Parallel loops

@floop supports parallel loops not only for side-effect (as in Threads.@threads) but also for complex reductions using the @combine and @reduce macros.

If you already know how mapreduce works, Relation to mapreduce may be the best first step for understanding the @floop syntax.

Parallel loops

Note

This tutorial can be read without reading the subsections with "Advanced:" prefix.

Independent execution

For in-place update operations (i.e., Threads.@threads-like operations), you can use @floop ThreadedEx() for:

julia> using FLoops

julia> function floop_map!(f, ys, xs, ex = ThreadedEx())
           @floop ex for i in eachindex(ys, xs)
               @inbounds ys[i] = f(xs[i])
           end
           return ys
       end;

julia> floop_map!(x -> x + 1, zeros(3), 1:3)
3-element Vector{Float64}:
 2.0
 3.0
 4.0

Reduction using `@reduce acc ⊗= x` syntax

For a parallel algorithm that requires reductions, you can use @reduce acc ⊗= x syntax:

julia> using FLoops

julia> @floop for (x, y) in zip(1:3, 1:2:6)
           a = x + y
           b = x - y
           @reduce s += a
           @reduce t += b
       end
       (s, t)
(15, -3)

Combining explicit sequential reduction results using `@combine`

FLoops.jl parallelizes a given loop by dividing the iteration space into basecases and then execute the serial reduction on each basecase. These sub-results are combined using the function specified by @combine or @reduce syntax.

Note

Exactly how the executor schedules the basecases and the computation for combining them depends on the type (e.g., threads/GPU/distributed) and the scheduling options. However, the loop using @floop works with all of them provided that @combine and @reduce define associative function.

julia> using FLoops

julia> pidigits = string(BigFloat(π; precision = 2^20))[3:end];

julia> @floop begin
           @init hist = zeros(Int, 10)  # (1) initialization
           for char in pidigits         # (2) basecase
               n = char - '0'
               hist[n+1] += 1
           end
           @combine hist .= hist .+ _   # (3) combine
           # Or, use a short hand notation:
           #     @combine hist .= _
       end
       hist
10-element Vector{Int64}:
 31559
 31597
 31392
 31712
 31407
 31835
 31530
 31807
 31469
 31345

Note

Above example uses string to show that FLoops.jl (and also other JuliaFolds packages) support strings. But this is of course not a very good format for playing with the digits of pi.

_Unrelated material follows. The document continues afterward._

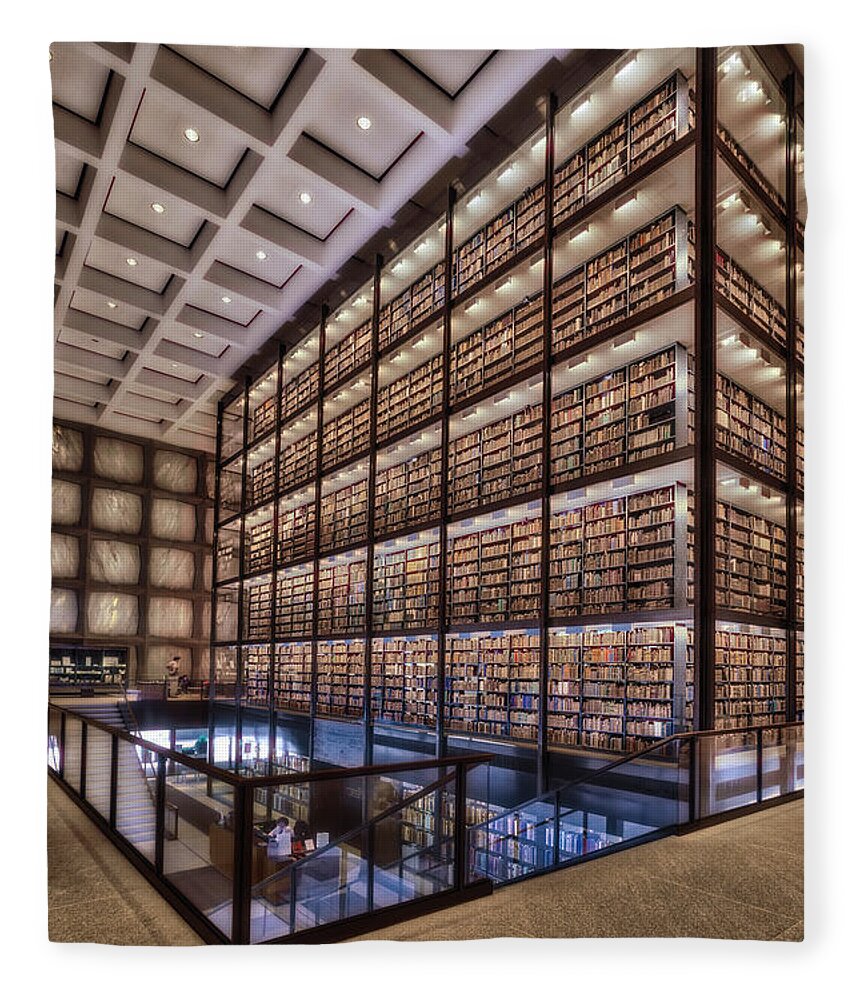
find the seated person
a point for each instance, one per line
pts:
(281, 840)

Conceptually, this produces a program that acts like (but is more optimized than) the following code:

# `chunks` is prepared such that:
@assert pidigits == reduce(vcat, chunks)
# i.e., pidigits == [chunks[1]; chunks[2]; ...; chunks[end]]

hists = Vector{Any}(undef, length(chunks))
@sync for (i, pidigitsᵢ) in enumerate(chunks)
    @spawn begin
        local hist = zeros(Int, 10)   # (1) initialization
        for char in pidigitsᵢ         # (2) basecase
            n = char - '0'
            hist[n+1] += 1
        end
        hists[i] = hist               # "sub-solution" of this basecase
    end
end
hist = hists[1]
for hist′ in hists[2:end]
    hist .= hist .+ hist′             # (3) combine the sub-solutions
end

(1) The basecase-local accumulators are initialized using the @init statements.

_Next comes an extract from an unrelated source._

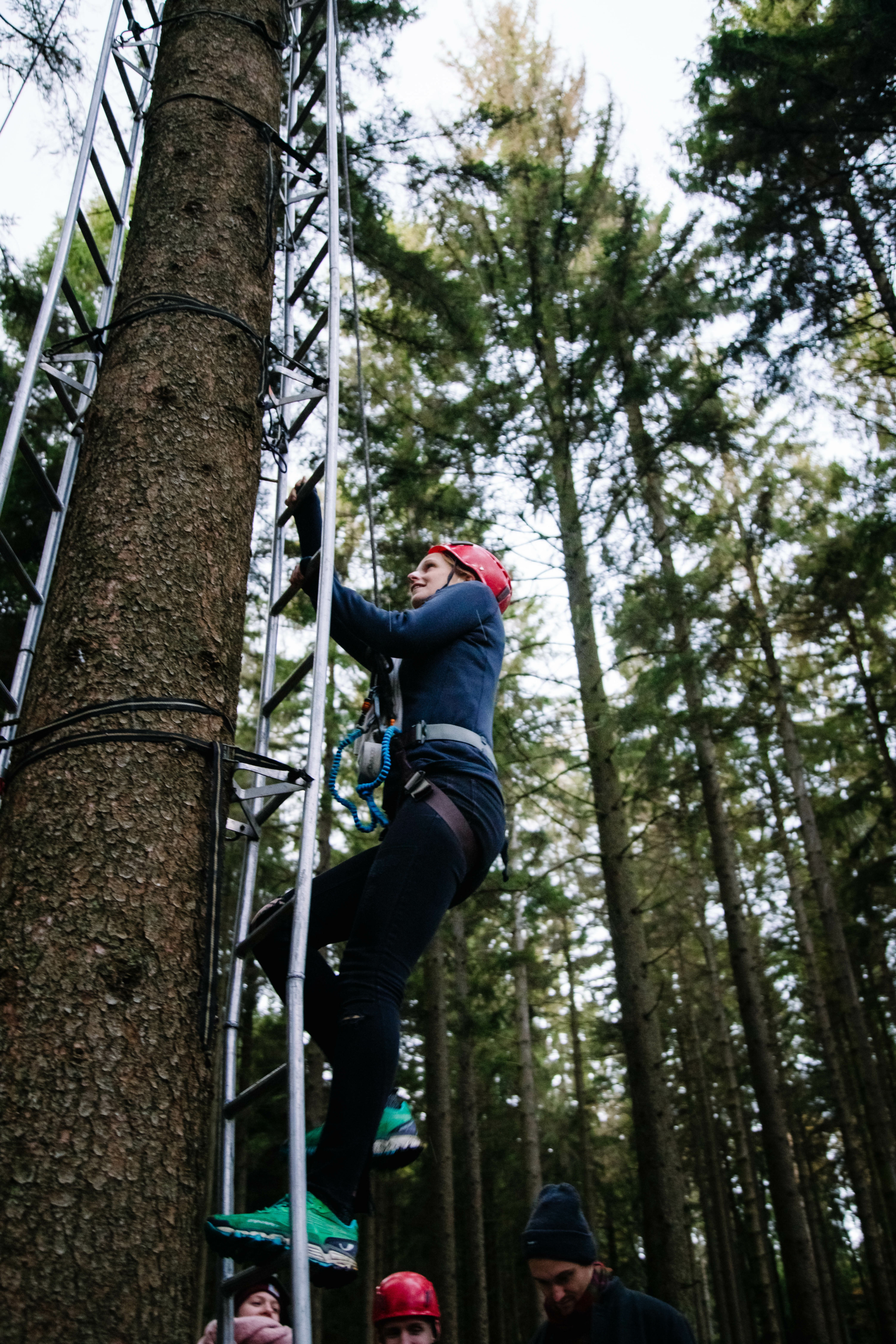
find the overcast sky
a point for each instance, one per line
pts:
(637, 49)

(2) Each basecase loop is executed with its own local accumulators.

(3) The sub-solutions hists are combined using the expression specified by @combine. In the above pseudo code, given the expression hist .= hist .+ _ (or equivalently hist .+= _), the symbol hist is substituted by the sub-solution hist of the first basecase and the symbol _ is substituted by the sub-solution hist of the second basecase. Evaluation of this expression produces a sub-solution hist combining the first and the second basecases. The sub-solution of the third and later basecases are combined into hist using the same procedure.

In general, the expression

@combine acc = op(acc, _)

indicates that a sub-solution acc computed for a certain subset of the input collection (e.g., pidigits in the example) is combined with the sub-solution acc_right using

acc = op(acc, acc_right)

The binary function/operator op must be associative. However, op does not have to be side-effect-free. In fact, if invoking in-place op on the sob-solutions does not cause thread safety issues, there is no problem in using in-place mutation. For example, the above usage of @combine hist .= hist .+ _ is correct because hist is created for each basecase; i.e., no combine step can mutate the vector hist while other combine step tries to read from or write to the same vector.

Warning

All three pieces of the above @floop begin ... end code (i.e., (1) @init ..., (2) for-loop body, and (3) @combine ...) may (and likely will) be executed concurrently. Thus, they must be written in such a way that concurrent execution in arbitrary number of tasks is correct (e.g., no data race is possible). In particular, the above pseudo code is inaccurate in that it executes the @combine expression serially. This is typically not guaranteed by the executor provided by JuliaFolds.

Note

The combine steps of the above pseudo code is different from how most of the executors in JuliaFolds execute FLoops.jl. Typically, the combine steps are executed in parallel; i.e., they use a more tree-like fashion to provide a greater amount of parallelism.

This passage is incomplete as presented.